Régulièrement, des savants férus de grec ou de latin inventent des termes conçus pour désigner précisément ce qu’ils veulent dire. Par exemple, télévision veut dire : « qui permet de voir ce qui se passe au loin ». Mais la langue française est têtue ; elle aime l’arbitraire ; et face aux savants, elle se range toujours du côté du peuple. Pour elle, un mot ne doit pas signifier trop clairement ce qu’il veut dire – sans quoi ce n’est plus un mot, mais un cri. Elle va donc prendre un malin plaisir à « détricoter » le vocable des savants, pour le remplacer par un « vrai mot », un mot du peuple, qui sort d’on ne sait d’où, et qui par-soi ne veut rien dire hormis pour ceux qui l’ont adopté. Ce « détricotage » procède généralement en deux temps : d’abord par ablation de syllabes surnuméraires ; puis par adjonction de suffixes ou préfixes saugrenus.
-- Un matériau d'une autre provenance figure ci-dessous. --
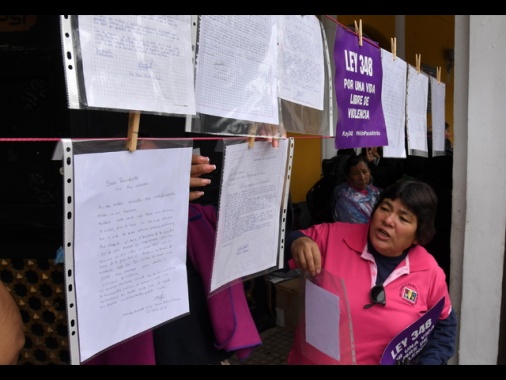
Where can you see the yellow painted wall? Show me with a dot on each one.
(427, 35)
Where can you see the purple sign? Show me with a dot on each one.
(410, 341)
(359, 75)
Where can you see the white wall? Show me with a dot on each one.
(479, 187)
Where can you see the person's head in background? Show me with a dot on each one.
(357, 172)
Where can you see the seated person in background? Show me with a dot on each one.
(355, 198)
(12, 336)
(384, 170)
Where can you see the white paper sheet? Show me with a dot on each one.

Télévision était manifestement trop long : on l’amputa donc de sa deuxième moitié pour ne garder que « télé ». Mais « télé » s’avère en définitive trop court : il faut lui adjoindre un suffixe, n’importe lequel. L’argot français affectionne les terminaisons en « ot », en « et », et « anche », en « aille » ou en « oche ». Si l’on prend la dernière, cela donnera
téloche : «Tu fais quoi ce soir ? Je regarde la téloche ». Après tant de transformations sans queue ni tête, bien malin l’helléniste qui y retrouvera ses petits.
Il en va de même du mot « perlot », qui désigne le tabac. Rien à voir avec les perles, ni avec la «
petite espèce d'huître des côtes de la Manche » mentionnée par Littré. Dans ce mot, la syllabe « per » constitue le seul vestige du terme originel. Si l’on en croit Gaston Esnault (Dictionnaire historique des argots français), perlot dérive de
sempervirens : variété de chèvrefeuille ainsi nommée car elle reste verte toute l’année. Encore un mot de latinistes. Il se trouve que soldats et matelots utilisaient ledit chèvrefeuille pour fumer, quand ils n’avaient plus de tabac. Comme ils trouvaient
sempervirens trop long (et sans doute un pompeux) ils l’amputèrent de sa deuxième moitié pour former
semper (1848): « Eh, poteau, tu me prêtes ta blague de semper ? ». Mais
semper était trop court: on lui accola donc le suffixe « -lot » (classique en argot), ce qui donna
semperlot (1873): «Dis-donc ! Il sent bon, ton semperlot ! ». Mais la langue française est comme une femme : elle ne sait jamais ce qu’elle veut. « Semperlot » était à nouveau trop long. Elle supprima donc la première syllabe, pour ne garder que
perlot (1878): « Eh, mec, tu fumes quoi comme perlot ? ». Il aura donc suffi de trente ans pour brouiller les pistes, pour passer d’un terme savant, de signification transparente, à un mot d’argot qui ne veut plus rien dire par lui-même – pour passer de
sempervirens à
perlot, comme on passera de
télévision à
téloche.
La morale de tout-cela ? J’en vois au moins deux. La première, c’est que la langue fait ce qu’elle veut : elle n’a pas besoin des savants pour lui apprendre à fabriquer des mots. La deuxième ? Fumez du perlot si vous voulez rester verts.